Option 1: Excel Spreadsheet
- Freeze views: will allow you to freeze columns and/or rows so that you can compare expansive data with identifying data.
- Filters: will support the filtering of data so that you can focus on specific areas of cleanup where the cleanup needs are likely the same.
- Find and replace: will help you both find and (if desired) replace data that may be inaccurate or incomplete. This is a huge timesaver for repeat data that needs to be updated.
- Remove duplicates: will help identify and give you the option to remove duplicative data.
- Sorting: will allow you to sort data into sets that share similar characteristics.
- Text to columns: will allow you to split up multiple values of data within one cell (aka catalog field).
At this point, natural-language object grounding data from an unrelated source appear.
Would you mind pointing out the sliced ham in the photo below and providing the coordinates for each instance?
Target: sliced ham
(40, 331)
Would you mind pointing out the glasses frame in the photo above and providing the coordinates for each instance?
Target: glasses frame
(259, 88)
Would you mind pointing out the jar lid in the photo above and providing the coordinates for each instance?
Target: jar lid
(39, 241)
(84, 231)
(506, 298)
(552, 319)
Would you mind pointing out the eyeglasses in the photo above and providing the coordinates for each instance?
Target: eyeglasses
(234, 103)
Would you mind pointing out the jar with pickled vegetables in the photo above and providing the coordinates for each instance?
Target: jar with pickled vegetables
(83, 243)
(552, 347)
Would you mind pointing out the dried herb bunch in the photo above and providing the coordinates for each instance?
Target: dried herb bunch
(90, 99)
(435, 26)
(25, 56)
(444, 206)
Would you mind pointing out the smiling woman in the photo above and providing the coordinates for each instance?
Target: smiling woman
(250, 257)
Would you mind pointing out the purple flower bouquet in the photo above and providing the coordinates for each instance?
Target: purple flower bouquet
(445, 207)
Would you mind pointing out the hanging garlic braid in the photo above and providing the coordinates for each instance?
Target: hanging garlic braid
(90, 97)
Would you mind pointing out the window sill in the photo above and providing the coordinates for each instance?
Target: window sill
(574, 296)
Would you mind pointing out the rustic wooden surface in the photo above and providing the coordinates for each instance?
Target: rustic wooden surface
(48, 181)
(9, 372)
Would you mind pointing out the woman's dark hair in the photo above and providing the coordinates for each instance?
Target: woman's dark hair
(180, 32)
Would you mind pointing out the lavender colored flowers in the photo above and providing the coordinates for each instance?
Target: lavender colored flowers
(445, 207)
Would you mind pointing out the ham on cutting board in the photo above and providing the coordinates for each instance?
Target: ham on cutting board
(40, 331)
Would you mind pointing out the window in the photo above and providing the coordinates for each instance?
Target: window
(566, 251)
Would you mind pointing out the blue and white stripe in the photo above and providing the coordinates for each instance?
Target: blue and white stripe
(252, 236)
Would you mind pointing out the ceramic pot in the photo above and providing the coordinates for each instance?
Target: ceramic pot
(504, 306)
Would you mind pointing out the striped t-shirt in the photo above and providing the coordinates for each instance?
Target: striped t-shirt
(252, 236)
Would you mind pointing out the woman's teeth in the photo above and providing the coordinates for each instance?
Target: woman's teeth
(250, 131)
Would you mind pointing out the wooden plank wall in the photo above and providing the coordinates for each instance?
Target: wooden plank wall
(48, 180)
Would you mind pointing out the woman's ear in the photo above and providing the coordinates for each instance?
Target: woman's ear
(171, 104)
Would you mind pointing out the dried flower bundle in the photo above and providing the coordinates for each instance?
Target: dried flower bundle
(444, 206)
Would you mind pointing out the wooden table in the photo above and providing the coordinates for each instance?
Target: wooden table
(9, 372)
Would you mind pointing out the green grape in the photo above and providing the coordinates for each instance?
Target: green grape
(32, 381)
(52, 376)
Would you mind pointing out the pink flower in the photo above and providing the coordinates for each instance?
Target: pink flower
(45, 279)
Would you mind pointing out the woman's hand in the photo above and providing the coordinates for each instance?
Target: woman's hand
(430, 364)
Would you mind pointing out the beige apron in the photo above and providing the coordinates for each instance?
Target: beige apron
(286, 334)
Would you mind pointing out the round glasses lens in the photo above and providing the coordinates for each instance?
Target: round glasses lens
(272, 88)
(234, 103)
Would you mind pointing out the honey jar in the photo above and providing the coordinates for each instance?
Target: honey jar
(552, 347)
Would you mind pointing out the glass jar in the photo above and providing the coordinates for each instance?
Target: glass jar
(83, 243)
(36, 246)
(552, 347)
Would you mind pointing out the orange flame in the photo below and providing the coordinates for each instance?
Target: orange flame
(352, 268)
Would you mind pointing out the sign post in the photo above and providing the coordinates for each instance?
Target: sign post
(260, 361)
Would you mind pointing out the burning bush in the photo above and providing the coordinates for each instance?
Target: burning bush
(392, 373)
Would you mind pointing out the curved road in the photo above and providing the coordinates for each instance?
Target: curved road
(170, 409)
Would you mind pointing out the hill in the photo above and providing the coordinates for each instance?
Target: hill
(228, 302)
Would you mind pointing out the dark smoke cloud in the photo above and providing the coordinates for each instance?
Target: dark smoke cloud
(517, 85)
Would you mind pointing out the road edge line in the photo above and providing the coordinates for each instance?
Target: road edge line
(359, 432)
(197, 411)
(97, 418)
If you’re more familiar with Excel or wish to learn about some of the more powerful functionality, then launch Excel Power Query Editor from the Excel menu and select your data spreadsheet as the source. There are hundreds, if not thousands, of helpful instructions, forums, and how to videos on all available functions. In addition to playing with test data, it’s worth learning more about each of these functions as they can do quite a bit of heavy lifting in the data remediation department.
Option 2: Excel Power Query Editor
- Create a step or query script: A complex multi-step cleanup process can be tracked and augmented at any step, as well as be saved and replicated with other data sets.
- Change the data type: will allow you to select a different type of data format, such as text, numbers, currency, date, etc.
- Group data: will support the gathering of similar data based on the isolated characteristics of the data.
- Mark data as a key: will allow the identification of a key that holds a relationship between data tables.
- Mass adjust formatting or cleanse text: will force or correct a data format change or remove control characters from the text value.
- Split data with selection of how: will allow you to split up multiple values of data within one cell (aka catalog field); however, with more controlled nuance than available in basic Excel. It will also allow you to extract text before, between, or after delimiters.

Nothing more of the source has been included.